Chanakya Mukherjee is the perfect fit as Dumaine, the youngest of the king’s three lords who is beset with a variety of issues including not being able to grow a beard, a tad on the dim side and like others in the court, a wretched poet who tortures his love interest Katherine (Elizabeth Adams) with his awful verse.

Rounding out the group in fine style is Chris Mejaki’s well-realized Longaville who towers over Dumaine and enjoys any chance he can get to mock the over-confident Berowne.
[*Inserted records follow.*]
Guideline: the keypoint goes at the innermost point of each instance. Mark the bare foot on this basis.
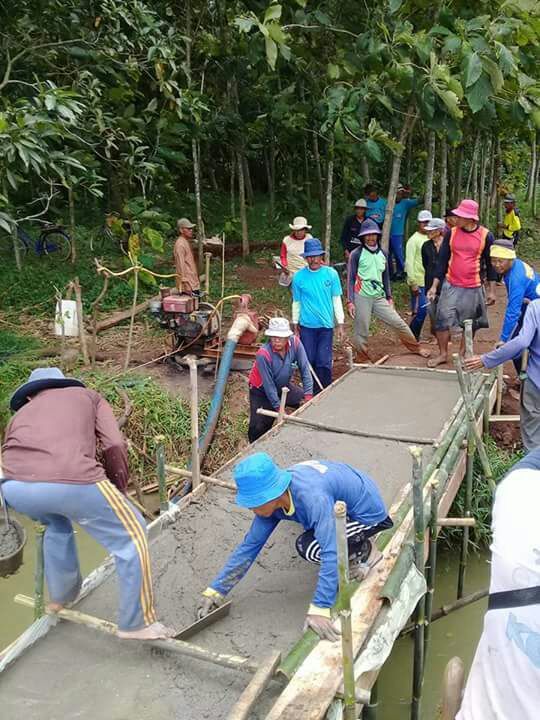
(155, 631)
(437, 360)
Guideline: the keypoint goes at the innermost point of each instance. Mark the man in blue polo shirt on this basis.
(317, 302)
(304, 493)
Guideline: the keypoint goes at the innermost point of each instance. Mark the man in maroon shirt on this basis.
(52, 475)
(463, 256)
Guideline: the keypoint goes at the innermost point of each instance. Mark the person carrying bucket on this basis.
(304, 493)
(52, 475)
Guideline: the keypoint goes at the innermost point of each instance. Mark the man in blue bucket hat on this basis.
(316, 309)
(304, 493)
(52, 474)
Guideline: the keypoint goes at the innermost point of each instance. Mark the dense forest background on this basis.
(156, 109)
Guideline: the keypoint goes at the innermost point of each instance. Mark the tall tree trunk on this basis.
(328, 204)
(317, 156)
(394, 178)
(195, 151)
(72, 226)
(430, 170)
(443, 177)
(242, 199)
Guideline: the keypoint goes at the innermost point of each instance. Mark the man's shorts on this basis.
(458, 304)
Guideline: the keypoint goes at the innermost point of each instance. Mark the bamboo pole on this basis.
(39, 573)
(80, 317)
(194, 397)
(472, 424)
(181, 647)
(160, 467)
(283, 403)
(419, 544)
(349, 698)
(343, 430)
(432, 560)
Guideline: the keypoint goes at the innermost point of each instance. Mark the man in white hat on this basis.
(415, 272)
(187, 275)
(52, 474)
(272, 371)
(292, 246)
(351, 227)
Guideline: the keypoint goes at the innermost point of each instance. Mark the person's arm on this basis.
(113, 445)
(516, 293)
(242, 558)
(264, 365)
(303, 366)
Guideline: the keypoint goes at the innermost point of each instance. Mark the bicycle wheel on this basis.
(55, 242)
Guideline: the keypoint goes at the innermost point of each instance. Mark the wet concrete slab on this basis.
(77, 674)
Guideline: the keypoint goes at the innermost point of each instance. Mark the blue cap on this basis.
(312, 248)
(369, 227)
(259, 480)
(41, 379)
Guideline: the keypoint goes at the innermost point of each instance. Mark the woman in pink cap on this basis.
(463, 262)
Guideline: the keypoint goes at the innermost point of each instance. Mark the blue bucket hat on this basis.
(41, 379)
(369, 227)
(312, 248)
(259, 480)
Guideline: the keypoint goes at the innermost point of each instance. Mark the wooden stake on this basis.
(244, 705)
(160, 465)
(343, 430)
(194, 397)
(419, 544)
(283, 403)
(344, 601)
(181, 647)
(80, 318)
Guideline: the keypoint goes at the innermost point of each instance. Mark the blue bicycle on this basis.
(52, 240)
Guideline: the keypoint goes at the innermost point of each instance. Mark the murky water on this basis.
(456, 634)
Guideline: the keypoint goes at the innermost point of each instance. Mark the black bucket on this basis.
(11, 562)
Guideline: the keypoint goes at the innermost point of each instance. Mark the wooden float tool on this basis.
(180, 647)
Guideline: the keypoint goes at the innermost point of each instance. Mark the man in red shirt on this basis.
(463, 260)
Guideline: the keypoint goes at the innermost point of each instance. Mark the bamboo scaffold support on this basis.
(344, 600)
(419, 545)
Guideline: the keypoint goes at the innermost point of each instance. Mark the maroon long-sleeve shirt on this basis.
(53, 438)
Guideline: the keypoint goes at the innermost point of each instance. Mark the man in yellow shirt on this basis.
(511, 224)
(415, 273)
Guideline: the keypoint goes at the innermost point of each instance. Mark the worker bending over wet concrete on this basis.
(52, 475)
(304, 493)
(504, 681)
(272, 371)
(369, 292)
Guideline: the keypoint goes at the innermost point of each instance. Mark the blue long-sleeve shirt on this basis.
(315, 487)
(399, 216)
(527, 339)
(522, 282)
(272, 371)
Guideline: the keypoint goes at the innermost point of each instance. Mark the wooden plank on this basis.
(253, 691)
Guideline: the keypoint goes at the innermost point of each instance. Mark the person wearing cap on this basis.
(316, 309)
(463, 256)
(528, 339)
(187, 274)
(522, 285)
(404, 203)
(272, 371)
(292, 246)
(511, 224)
(376, 205)
(369, 292)
(352, 227)
(51, 474)
(304, 493)
(435, 230)
(415, 273)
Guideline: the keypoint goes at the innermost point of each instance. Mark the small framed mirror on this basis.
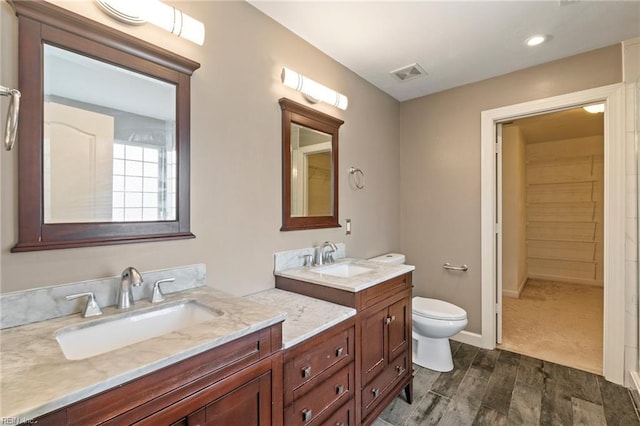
(309, 168)
(103, 136)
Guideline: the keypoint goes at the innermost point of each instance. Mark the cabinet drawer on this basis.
(381, 385)
(311, 408)
(387, 289)
(336, 350)
(343, 416)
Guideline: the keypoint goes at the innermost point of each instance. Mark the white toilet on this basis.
(434, 321)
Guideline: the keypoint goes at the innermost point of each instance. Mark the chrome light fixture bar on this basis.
(138, 12)
(312, 90)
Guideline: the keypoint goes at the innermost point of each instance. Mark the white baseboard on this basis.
(468, 338)
(515, 294)
(635, 378)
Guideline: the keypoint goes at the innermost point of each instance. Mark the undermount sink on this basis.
(107, 334)
(344, 270)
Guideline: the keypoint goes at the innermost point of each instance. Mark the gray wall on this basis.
(235, 158)
(440, 168)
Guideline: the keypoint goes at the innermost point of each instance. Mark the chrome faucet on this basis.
(326, 256)
(130, 278)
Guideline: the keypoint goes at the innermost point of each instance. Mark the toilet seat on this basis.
(437, 309)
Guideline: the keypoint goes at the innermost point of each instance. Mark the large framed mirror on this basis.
(309, 168)
(103, 136)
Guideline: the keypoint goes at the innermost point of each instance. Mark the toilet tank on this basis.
(392, 258)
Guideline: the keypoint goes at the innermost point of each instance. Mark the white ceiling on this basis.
(455, 42)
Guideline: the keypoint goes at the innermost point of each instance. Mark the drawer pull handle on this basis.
(306, 372)
(307, 415)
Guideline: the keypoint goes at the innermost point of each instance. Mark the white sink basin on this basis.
(345, 270)
(105, 335)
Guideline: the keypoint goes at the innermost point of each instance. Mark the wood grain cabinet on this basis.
(319, 379)
(383, 340)
(232, 384)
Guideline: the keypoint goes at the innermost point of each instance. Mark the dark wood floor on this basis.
(503, 388)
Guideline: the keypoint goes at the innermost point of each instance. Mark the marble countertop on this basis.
(379, 272)
(306, 316)
(36, 378)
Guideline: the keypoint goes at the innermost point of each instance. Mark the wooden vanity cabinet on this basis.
(383, 339)
(319, 378)
(231, 384)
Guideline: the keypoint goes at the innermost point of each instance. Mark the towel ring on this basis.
(358, 177)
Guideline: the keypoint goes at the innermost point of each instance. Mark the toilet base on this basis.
(434, 354)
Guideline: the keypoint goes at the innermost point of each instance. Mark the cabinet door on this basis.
(373, 344)
(399, 319)
(248, 405)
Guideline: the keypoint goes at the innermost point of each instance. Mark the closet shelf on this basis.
(564, 259)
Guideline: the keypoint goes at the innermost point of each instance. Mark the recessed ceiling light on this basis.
(536, 40)
(594, 109)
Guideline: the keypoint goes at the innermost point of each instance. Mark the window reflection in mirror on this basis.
(311, 177)
(109, 151)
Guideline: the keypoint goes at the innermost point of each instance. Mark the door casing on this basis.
(614, 214)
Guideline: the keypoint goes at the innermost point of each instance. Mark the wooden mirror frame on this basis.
(293, 112)
(41, 22)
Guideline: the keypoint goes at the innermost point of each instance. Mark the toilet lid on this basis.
(437, 309)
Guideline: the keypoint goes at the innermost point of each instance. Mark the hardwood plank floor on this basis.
(504, 388)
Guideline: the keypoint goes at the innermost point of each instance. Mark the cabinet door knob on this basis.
(306, 372)
(307, 415)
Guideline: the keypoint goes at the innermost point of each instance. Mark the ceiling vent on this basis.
(409, 72)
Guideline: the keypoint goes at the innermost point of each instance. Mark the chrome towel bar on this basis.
(463, 268)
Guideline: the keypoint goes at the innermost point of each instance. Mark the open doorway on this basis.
(612, 96)
(552, 194)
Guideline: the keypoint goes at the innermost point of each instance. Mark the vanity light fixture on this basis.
(536, 40)
(313, 91)
(594, 109)
(167, 17)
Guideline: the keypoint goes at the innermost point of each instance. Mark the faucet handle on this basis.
(91, 309)
(308, 259)
(156, 294)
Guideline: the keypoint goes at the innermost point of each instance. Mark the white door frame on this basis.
(614, 214)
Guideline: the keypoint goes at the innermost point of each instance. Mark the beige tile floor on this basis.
(556, 322)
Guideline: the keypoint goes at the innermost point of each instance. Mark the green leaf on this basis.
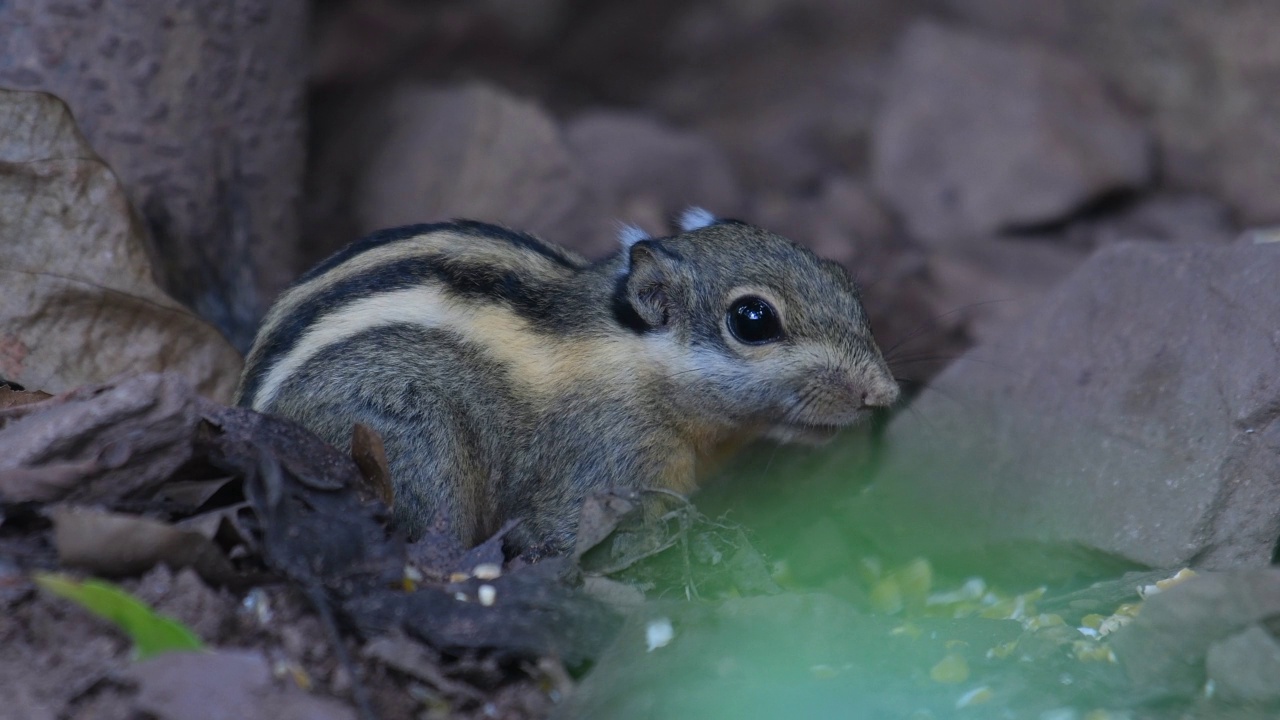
(151, 633)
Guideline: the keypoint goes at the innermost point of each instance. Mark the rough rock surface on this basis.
(475, 151)
(648, 171)
(1206, 73)
(979, 135)
(197, 106)
(1136, 415)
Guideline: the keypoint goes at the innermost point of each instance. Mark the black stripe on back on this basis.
(470, 228)
(467, 281)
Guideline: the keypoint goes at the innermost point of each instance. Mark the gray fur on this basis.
(648, 383)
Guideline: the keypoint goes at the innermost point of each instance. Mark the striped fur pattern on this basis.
(510, 377)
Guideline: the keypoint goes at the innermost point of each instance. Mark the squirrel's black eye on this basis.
(753, 320)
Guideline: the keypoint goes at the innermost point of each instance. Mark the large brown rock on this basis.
(1134, 415)
(197, 106)
(475, 151)
(648, 172)
(978, 135)
(1205, 73)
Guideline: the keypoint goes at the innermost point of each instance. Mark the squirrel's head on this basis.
(764, 336)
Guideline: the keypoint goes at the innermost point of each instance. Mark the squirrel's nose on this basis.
(881, 392)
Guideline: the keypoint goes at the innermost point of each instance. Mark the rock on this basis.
(1175, 217)
(988, 285)
(786, 655)
(641, 164)
(978, 135)
(474, 151)
(1132, 417)
(199, 109)
(1244, 666)
(1205, 74)
(1200, 629)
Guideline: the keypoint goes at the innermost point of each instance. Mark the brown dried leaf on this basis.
(99, 443)
(370, 456)
(114, 545)
(412, 659)
(10, 397)
(599, 516)
(78, 304)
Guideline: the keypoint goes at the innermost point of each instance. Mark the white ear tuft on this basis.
(631, 235)
(695, 218)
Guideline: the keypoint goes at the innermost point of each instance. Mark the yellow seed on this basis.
(976, 696)
(1002, 650)
(887, 596)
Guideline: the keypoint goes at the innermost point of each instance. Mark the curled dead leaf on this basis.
(77, 299)
(115, 545)
(370, 456)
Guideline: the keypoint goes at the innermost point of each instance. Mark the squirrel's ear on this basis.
(647, 285)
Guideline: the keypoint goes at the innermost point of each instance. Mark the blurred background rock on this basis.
(960, 156)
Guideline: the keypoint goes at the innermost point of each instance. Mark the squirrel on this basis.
(510, 378)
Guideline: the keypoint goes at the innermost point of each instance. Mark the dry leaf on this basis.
(370, 456)
(97, 443)
(114, 545)
(77, 299)
(10, 397)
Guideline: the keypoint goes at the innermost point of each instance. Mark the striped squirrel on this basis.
(510, 377)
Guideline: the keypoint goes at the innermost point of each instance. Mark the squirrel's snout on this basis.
(882, 392)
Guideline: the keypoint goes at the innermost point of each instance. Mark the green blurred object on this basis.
(151, 633)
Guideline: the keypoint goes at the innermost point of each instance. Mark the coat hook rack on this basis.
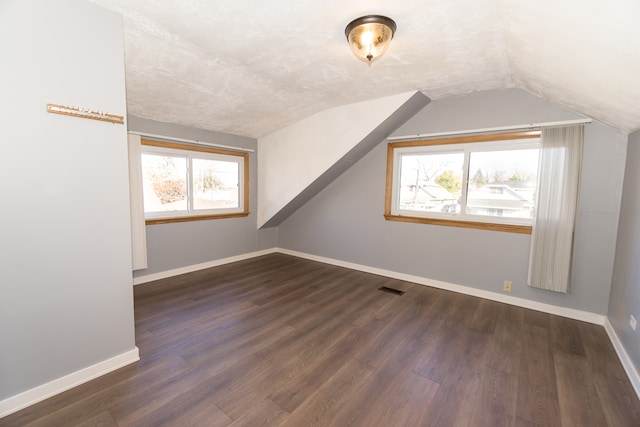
(85, 113)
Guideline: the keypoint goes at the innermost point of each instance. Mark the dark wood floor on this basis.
(282, 341)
Like his three contemporaries he offers up some dreadfully unreadable poetry – clearly an expected liability in his quest for love – to his sudden infatuation Maria (Qianna MacGilchrist). 

Aloma, Umeh, MacGilchrist and Adams excel as the Princess and ladies-in-waiting, strong-willed, vibrant and more than a match for their smitten male contemporaries. 

Steve Ross supplies a bewilderingly sly look as the princess’s gossipy counsellor Boyet, an older gent keen on joining the witty banter at the drop of a hat and equally pleased with joining the Navarre lords in deriding the bizarre Nine Worthies pageant, staged by Gordon S. Miller’s spectacularly overdressed dandy/braggart Don Armado. The event supposedly showcasing the masculine prowess of biblical, historical and mythological characters is instead, and to great effect, highlighted by Miller’s never-ending wordiness that leads nowhere and his entrance in an outrageously flamboyant chariot that would have embarrassed Charlton Heston’s Ben Hur into a terminal state of shock.

Pasyk cleverly integrates some truly outlandishly clever sequences including a disco-infused solo dance by a uniformed officer, firefighters bumping and grinding to the sounds of the 70s’ club scene and a choral entry featuring other cast members like Hannah Wigglesworth (Armado’s pregnant love interest Jaquenetta) and some classy guitar licks by Christo Graham (Armado’s witty pageboy Moth).

Add these talented thespians to the mix and one has the ideal cast proving without doubt Love’s Labour’s Lost is not a lesser work of the Bard’s as some critics and academics of the past have so incorrectly written:

  • Wahsontí:io Kirby – the court swain Costard who loves words related to currency.
  • Michael Spencer-Davis as the parson/schoolteacher Holofernes known for his abundance of alliterations.
  • Matthew Kabwe, the local curate Nathaniel and Holofernes admirer.
  • Jane Spidell’s Dull, never afraid to admit she’s unaccustomed to the use of large words.
  • Andrew Robinson, as the French court’s messenger who brings word of the King of France’s death.
  • Tyler Rive in the role of Forester, gallantry trying to play the princess’ games of wit.
  • Hilary Adams as a royal attendant.   

Pasyk’s creative team are set designer Julie Fox, costume designer Sim Suzer, lighting designer Arun Srinivasan, composer and sound designer Thomas Ryder Payne, supervising fight director Geoff Scovell and Choreographer Stephen Cota.

Already presented with a full slate of top-notch entertainment, the audience – particularly those unfamiliar with much of Shakespeare’s language – is offered the added bonus of figuring out some oddities, for example passed means spoken, envious is used as malicious, lie is actually to reside and there are a host of others to sort out.

While most critics have come around to the greatness of the work, even as late as 2000, the late 1974 Pulitzer Prize winning film critic Roger Ebert was describing Love’s Labour’s Lost as “probably the weakest of Shakespeare’s plays” in his review.

Then again, one might excuse him as his critique was of a truly odd musical film version of the play directed and co-written by acclaimed Kenneth Branagh that owed considerably more to film director/choreographer Busbey Berkely and Hollywood’s Golden Era than to William Shakespeare and the Elizabethan Era.

What one gets at the Studio Theatre is the real deal until Oct. 1, gloriously served up on a silver platter by a skilled director and first-rate acting/creative company.